3. La discussione sugli incerti confini tra colpa cosciente e dolo eventuale ha portato diversi studiosi a riflettere sull’eventuale introduzione, de iure condendo, di un titolo di responsabilità intermedio tra dolo e colpa, destinato ad intercettare le ipotesi di consapevole creazione, da parte dell’agente, di un rischio macroscopico di causazione dell’evento penalmente rilevante. Si tratta di ipotesi che negli ordinamenti di common law sono notoriamente coperte dalla c.d. recklessness, un elemento psicologico del reato di gravità intermedia tra intention e negligence. Secondo lei si tratta solo di suggestioni normative oppure una proposta del genere trasferita nel nostro ordinamento potrebbe rappresentare una reale terza via dotata di un’effettiva efficacia dirimente su questa annosa questione?

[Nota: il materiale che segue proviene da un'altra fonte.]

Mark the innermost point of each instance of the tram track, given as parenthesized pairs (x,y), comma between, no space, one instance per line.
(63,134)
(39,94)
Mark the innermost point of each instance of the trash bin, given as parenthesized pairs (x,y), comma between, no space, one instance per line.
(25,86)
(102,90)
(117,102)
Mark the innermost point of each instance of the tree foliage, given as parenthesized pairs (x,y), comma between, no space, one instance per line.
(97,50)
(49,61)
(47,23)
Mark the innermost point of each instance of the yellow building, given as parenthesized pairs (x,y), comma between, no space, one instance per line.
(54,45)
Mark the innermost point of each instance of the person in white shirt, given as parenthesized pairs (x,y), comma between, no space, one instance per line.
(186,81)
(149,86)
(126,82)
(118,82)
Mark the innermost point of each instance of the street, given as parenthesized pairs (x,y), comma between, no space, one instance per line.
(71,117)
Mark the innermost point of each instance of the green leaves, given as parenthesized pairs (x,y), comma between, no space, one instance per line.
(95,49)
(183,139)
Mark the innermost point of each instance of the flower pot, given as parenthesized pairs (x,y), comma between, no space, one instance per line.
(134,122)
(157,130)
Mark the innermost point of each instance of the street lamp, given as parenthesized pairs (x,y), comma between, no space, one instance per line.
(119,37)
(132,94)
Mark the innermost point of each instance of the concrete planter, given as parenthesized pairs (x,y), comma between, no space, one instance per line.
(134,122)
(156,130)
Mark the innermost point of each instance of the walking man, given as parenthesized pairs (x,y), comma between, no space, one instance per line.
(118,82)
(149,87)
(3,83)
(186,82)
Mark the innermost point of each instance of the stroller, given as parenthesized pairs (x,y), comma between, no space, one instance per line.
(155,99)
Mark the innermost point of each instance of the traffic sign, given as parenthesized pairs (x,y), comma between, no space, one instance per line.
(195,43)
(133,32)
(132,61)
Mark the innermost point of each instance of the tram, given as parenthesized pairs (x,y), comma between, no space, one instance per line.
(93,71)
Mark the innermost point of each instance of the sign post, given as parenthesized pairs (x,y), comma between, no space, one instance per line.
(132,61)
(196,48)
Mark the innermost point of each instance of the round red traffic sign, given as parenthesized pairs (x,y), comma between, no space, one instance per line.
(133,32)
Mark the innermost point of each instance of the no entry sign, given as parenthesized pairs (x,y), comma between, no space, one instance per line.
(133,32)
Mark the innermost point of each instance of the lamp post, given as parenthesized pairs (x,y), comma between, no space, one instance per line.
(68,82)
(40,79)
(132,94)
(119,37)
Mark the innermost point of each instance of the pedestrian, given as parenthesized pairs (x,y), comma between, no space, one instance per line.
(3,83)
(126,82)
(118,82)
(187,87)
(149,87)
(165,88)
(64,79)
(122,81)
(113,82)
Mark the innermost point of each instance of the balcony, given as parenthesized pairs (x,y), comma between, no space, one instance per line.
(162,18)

La prospettiva non è nuova: l’introduzione di forme intermedie di colpevolezza, a cavallo tra dolo e colpa, è stata studiata dalla dottrina sin dalla fine dell’ottocento. L’analisi ha toccato la figura della recklessness, di matrice anglosassone: a patto di salvaguardarne le componenti psicologiche, essa potrebbe coprire l’area della “sconsiderata” assunzione di un rischio. Anche il diritto penale internazionale sembra oggi muoversi in direzione non dissimile allorché struttura la responsabilità del superiore gerarchico nelle organizzazioni collettive.
L’ordinamento italiano non può ignorare questi sviluppi, ma neppure recepirli supinamente, quasi si trattasse di una panacea. Quale che possa essere la veste giuridica adottata – con generale previsione di punibilità delle forme intermedie di colpevolezza o attraverso norme ad hoc, puntate a specifiche tipologie di reati – residuerebbe il problema di distinguere: verso l’alto, tra dolo e deliberata assunzione di un rischio; verso il basso, tra quest’ultima e la colpa.

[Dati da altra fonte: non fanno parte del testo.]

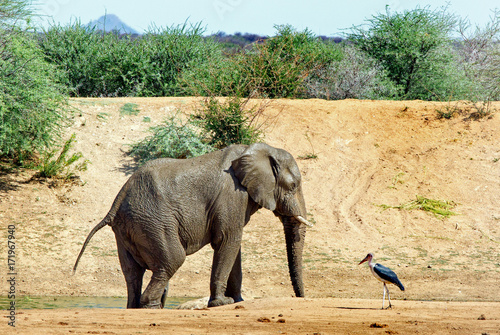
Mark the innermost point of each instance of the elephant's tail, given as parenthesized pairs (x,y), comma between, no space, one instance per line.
(100,225)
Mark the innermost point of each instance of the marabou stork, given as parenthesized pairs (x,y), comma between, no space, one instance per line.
(385,275)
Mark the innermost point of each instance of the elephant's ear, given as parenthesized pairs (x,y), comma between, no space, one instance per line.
(256,169)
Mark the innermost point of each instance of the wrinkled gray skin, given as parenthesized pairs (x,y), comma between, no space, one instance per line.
(170,208)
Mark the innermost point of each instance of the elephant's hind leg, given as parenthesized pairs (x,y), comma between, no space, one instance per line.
(133,273)
(166,264)
(233,288)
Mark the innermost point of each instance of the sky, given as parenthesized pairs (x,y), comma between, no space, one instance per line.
(328,18)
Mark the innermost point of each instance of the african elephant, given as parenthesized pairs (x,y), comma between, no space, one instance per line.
(170,208)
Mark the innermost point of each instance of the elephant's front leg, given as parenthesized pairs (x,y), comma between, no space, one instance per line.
(225,257)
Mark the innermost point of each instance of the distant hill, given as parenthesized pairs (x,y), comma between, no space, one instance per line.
(112,22)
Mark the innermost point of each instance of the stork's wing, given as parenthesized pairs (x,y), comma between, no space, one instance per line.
(388,275)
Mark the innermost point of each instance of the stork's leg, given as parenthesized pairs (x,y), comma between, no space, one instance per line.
(383,299)
(388,296)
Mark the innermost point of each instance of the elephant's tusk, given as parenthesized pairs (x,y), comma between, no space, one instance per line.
(304,221)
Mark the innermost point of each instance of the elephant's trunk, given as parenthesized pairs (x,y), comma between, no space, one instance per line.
(295,233)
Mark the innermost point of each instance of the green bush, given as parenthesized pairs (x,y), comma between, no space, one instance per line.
(64,165)
(415,49)
(33,107)
(110,64)
(273,68)
(355,76)
(228,122)
(174,139)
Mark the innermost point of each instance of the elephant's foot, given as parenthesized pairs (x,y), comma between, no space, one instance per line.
(220,301)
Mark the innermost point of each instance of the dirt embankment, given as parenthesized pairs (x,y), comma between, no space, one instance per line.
(369,153)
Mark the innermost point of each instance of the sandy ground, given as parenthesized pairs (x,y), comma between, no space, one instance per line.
(369,153)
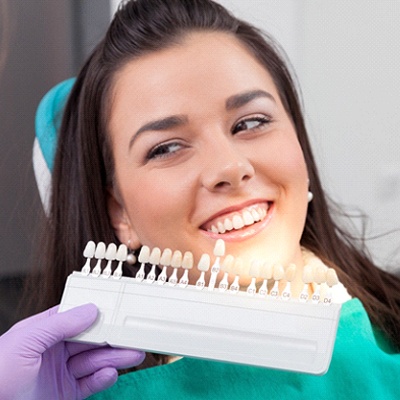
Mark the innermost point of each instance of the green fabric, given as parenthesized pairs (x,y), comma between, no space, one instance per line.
(362,367)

Occorrerebbe d’altra parte riflettere sulle premesse sistematiche di fondo: siamo convinti che chi scelga di mettere a repentaglio valori essenziali, magari per proprio tornaconto, commetta un fatto non doloso e meriti, perciò, una pena meno severa? Certo, quel che sembra indiscutibile è che la categoria del dolo eventuale, per acquisire stabilità, debba essere definita dalla legge, in ossequio a elementari principi di certezza. In tal senso si è sviluppato il movimento interno di riforma fin dagli anni ’90 del secolo scorso, con il progetto della commissione ministeriale presieduta dal professor Pagliaro. Il legislatore dovrebbe anche riflettere se estendere l’applicazione del dolo eventuale a tutti i reati o limitarla sulla base della qualità dell’interesse protetto. Se in gioco ci sono beni della persona – vita, incolumità, personalità individuale, libertà personale o sessuale, onore – può essere ragionevole una tutela più incisiva che tenga conto dell’atteggiamento di consapevole disinteresse manifestato dal reo nell’intraprendere rischi eccessivi.